Deep tunnelling works for Cross Island Line will be tough but environment should still be priority: Experts

SINGAPORE — Building the Cross Island Line tunnel 70m below ground — the height of a 25-storey public housing block — comes with added challenges such as higher pressure from the soil, increased construction costs and a higher risk to worker safety, experts said.

Though the deeper dig will not be easy, experts believe that Singapore has the skills and experience with previous underground projects to pull off this engineering feat, they added.

They added that it is imperative that engineers of the project maintain environmental considerations as a top priority, by carrying out construction work in a sensitive manner and designing stations as sustainably as possible.

Their comments come after the Ministry of Transport (MOT) said earlier this week that it will be tunnelling under the Central Catchment Nature Reserve for the Cross Island Line, at a depth of 70m. This is more than twice the depth of the average underground MRT tunnel, which is about 30m below ground.

Dr Hartono Wu, a civil engineering professor at Singapore Institute of Technology (SIT), said that tunnelling deeper into the ground presents challenges that have not been encountered in constructing other train lines here. 

These include having to deal with more soil above the tunnel, which adds stress to it, and higher ground water pressure.

As part of the plan, 2km of the route will run beneath the Central Catchment Nature Reserve and another 2km under the Singapore Island Country Club’s Island Golf Course and Pan Island Expressway.

Dr Wu said that the Cross Island Line tunnelling route will likely go through the Bukit Timah Granite geological formation, which is known to be “very strong rock”. There could also be existing fault lines, fractures and high rock pressure.
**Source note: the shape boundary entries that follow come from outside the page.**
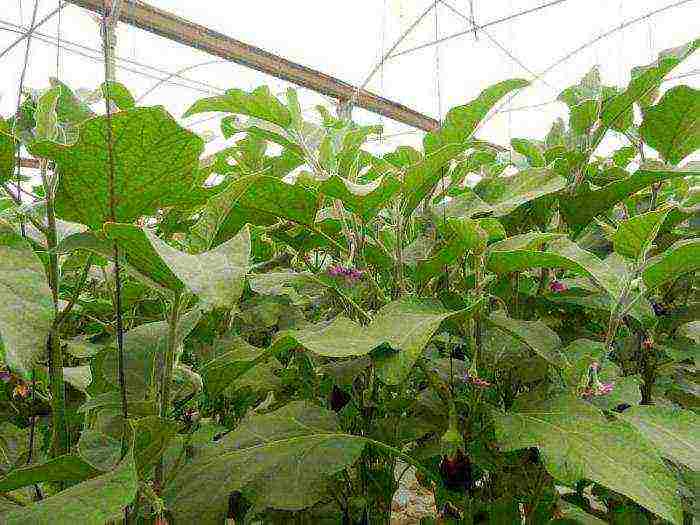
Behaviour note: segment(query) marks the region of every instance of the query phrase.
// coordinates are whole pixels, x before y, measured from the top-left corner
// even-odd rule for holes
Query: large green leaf
[[[141,228],[133,224],[106,222],[102,232],[80,232],[69,235],[56,248],[58,253],[87,250],[107,259],[114,259],[114,244],[119,246],[119,258],[126,270],[156,289],[182,291],[184,284],[170,271]]]
[[[511,79],[484,89],[478,97],[463,106],[447,112],[445,122],[437,131],[428,133],[423,139],[426,154],[447,144],[463,144],[469,140],[479,123],[489,111],[508,93],[529,85],[527,80]],[[464,149],[464,148],[463,148]]]
[[[112,116],[115,217],[111,217],[106,117],[87,120],[78,142],[42,141],[33,154],[53,160],[60,173],[58,217],[99,229],[113,218],[132,222],[159,209],[202,200],[197,171],[204,144],[161,107],[121,111]]]
[[[203,449],[164,497],[178,523],[218,523],[234,491],[258,508],[300,510],[324,497],[326,481],[354,463],[363,448],[363,438],[341,432],[333,412],[293,402],[244,420]]]
[[[176,250],[150,230],[145,233],[173,274],[206,305],[230,308],[238,302],[250,265],[247,228],[213,250],[197,255]]]
[[[549,242],[546,250],[539,248]],[[487,251],[486,267],[496,273],[532,268],[561,268],[590,277],[617,299],[620,279],[612,269],[575,242],[553,234],[526,233],[492,244]]]
[[[624,114],[629,113],[636,102],[639,102],[657,89],[664,77],[683,60],[692,55],[698,47],[700,47],[700,39],[693,40],[674,49],[662,51],[654,63],[636,68],[636,74],[633,75],[627,88],[619,95],[608,100],[603,106],[603,111],[600,114],[601,125],[596,132],[597,140],[595,142],[597,143],[605,132]]]
[[[669,209],[650,211],[621,221],[613,237],[615,252],[638,260],[651,248]]]
[[[559,336],[542,321],[511,319],[504,312],[494,312],[488,317],[488,322],[526,344],[553,365],[561,367],[564,364]]]
[[[243,177],[207,201],[200,212],[199,219],[190,232],[192,245],[196,251],[203,252],[212,247],[217,237],[220,237],[219,230],[226,222],[228,214],[236,205],[238,199],[248,190],[248,187],[256,181],[256,176]],[[241,226],[243,225],[241,224]],[[234,231],[233,233],[237,232]],[[220,242],[217,244],[220,244]]]
[[[642,272],[647,288],[653,289],[681,275],[700,269],[700,239],[678,241],[651,259]]]
[[[3,516],[7,525],[98,525],[119,518],[138,488],[131,451],[112,472]]]
[[[588,383],[589,370],[593,363],[605,358],[607,348],[603,343],[590,339],[576,339],[562,350],[565,361],[562,376],[569,388],[578,391]]]
[[[274,387],[279,380],[274,375],[277,368],[274,355],[285,348],[273,345],[264,350],[236,337],[229,341],[227,350],[208,361],[202,368],[204,387],[211,396],[219,395],[229,387]]]
[[[235,188],[239,185],[245,186],[245,191],[236,195]],[[258,175],[243,178],[232,186],[230,191],[234,192],[235,203],[219,219],[214,245],[238,233],[246,223],[270,225],[284,219],[313,228],[319,205],[315,192]]]
[[[139,419],[134,426],[134,461],[139,478],[143,479],[167,450],[180,425],[176,421],[148,416]]]
[[[401,183],[391,174],[378,177],[369,184],[357,184],[337,175],[323,181],[319,191],[342,201],[350,211],[365,220],[377,212],[401,189]]]
[[[0,220],[0,336],[5,362],[28,372],[44,355],[54,308],[44,266],[12,227]]]
[[[28,465],[11,471],[0,479],[0,492],[11,492],[47,481],[85,481],[99,474],[99,470],[78,456],[59,456],[46,463]]]
[[[183,118],[211,111],[247,115],[272,122],[282,128],[287,128],[292,123],[289,110],[270,93],[267,86],[260,86],[250,93],[241,89],[230,89],[224,95],[199,100],[185,112]]]
[[[460,144],[448,144],[427,154],[406,169],[403,177],[401,213],[410,216],[435,185],[447,175],[448,164],[463,151]]]
[[[490,204],[496,217],[508,215],[523,204],[562,190],[566,179],[547,168],[529,168],[503,178],[503,193]]]
[[[688,86],[669,89],[644,111],[639,132],[664,160],[678,164],[700,148],[700,91]]]
[[[463,310],[447,310],[432,300],[401,299],[379,310],[369,326],[337,317],[327,325],[285,332],[273,346],[301,346],[324,357],[358,357],[387,344],[395,352],[377,357],[377,375],[395,385],[406,378],[444,320],[466,318],[480,307],[478,302]]]
[[[119,463],[121,442],[94,429],[83,430],[78,441],[78,454],[97,469],[111,470]]]
[[[695,412],[640,405],[625,410],[621,417],[663,456],[700,471],[700,417]]]
[[[577,194],[561,196],[559,204],[567,224],[578,234],[596,215],[605,213],[618,202],[622,202],[652,184],[678,177],[700,174],[700,166],[689,164],[675,169],[660,163],[643,164],[633,175],[591,191],[587,187]]]
[[[201,310],[198,308],[181,317],[177,327],[176,347],[182,344],[200,317]],[[147,392],[155,377],[157,358],[167,348],[168,333],[168,323],[157,321],[142,324],[124,334],[124,375],[130,398],[143,399],[143,394]],[[119,386],[117,352],[109,348],[100,354],[100,358],[104,378],[113,386]]]
[[[119,256],[124,257],[129,267],[138,274],[167,290],[180,292],[184,289],[183,282],[161,259],[143,229],[133,224],[107,222],[103,231],[108,239],[117,242],[120,249]],[[106,244],[109,244],[112,254],[104,252],[102,254],[112,258],[112,243]]]
[[[539,447],[547,470],[573,486],[590,479],[676,525],[682,520],[678,482],[656,449],[630,425],[610,422],[593,405],[563,395],[496,416],[505,450]]]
All of this makes the work of building the tunnel more challenging and dangerous.

Engineers will also have to ensure that wastewater from the soil does not enter the structure during the construction, he added. 

Mr Chandrasegaran Sundararaju, the president of the Geotechnical Society of Singapore, said that at such a depth, there is also a higher risk of fire and ventilation issues.

To mitigate these risks, there could be cross passages at close and regular intervals to allow for safe evacuation if needed, he said. A cross passage is a short tunnel that connects two parallel tunnels, so that people can move from one tunnel to another during an emergency.  

Mr Chandrasegaran added that Singapore has no shortage of expertise in underground construction and can certainly overcome potential safety concerns. 

“Singapore is gaining experience in deep tunnelling operations (such as) from our deep tunnel sewer tunnelling projects, and this experience will be very useful,” he said. 

Agreeing, Dr Wu said that the challenges faced in construction can be overcome by “proper engineering planning and design, sensible soil investigations, appropriate contingency and mitigation plans during construction, as well as thoughtful and innovative construction methods that will minimise the impact to the surface environment”. 

Even at 70m below ground, the Cross Island Line tunnel will not be the deepest in the world. The deepest metro line is the Sviatoshynsko–Brovarska line in Kiev, Ukraine, whose deepest station lies 105.5m underground. 

The deepest rail tunnel can be found in Switzerland: The Gotthard base tunnel runs 2.3km under under a mountain at its deepest point. 

ENVIRONMENTAL IMPACT CANNOT BE IGNORED 

The decision to tunnel under a nature reserve was made after six years of public engagement, including with nature groups who raised concerns about the impact of construction activities on wildlife and a loss of vegetation and habitat resources.

Dr Darren Chian Siau Chen, an assistant professor of civil and environmental engineering at the National University of Singapore (NUS), said that the catchment reserve is a “sensitive area” and it should not be treated like an urban project. 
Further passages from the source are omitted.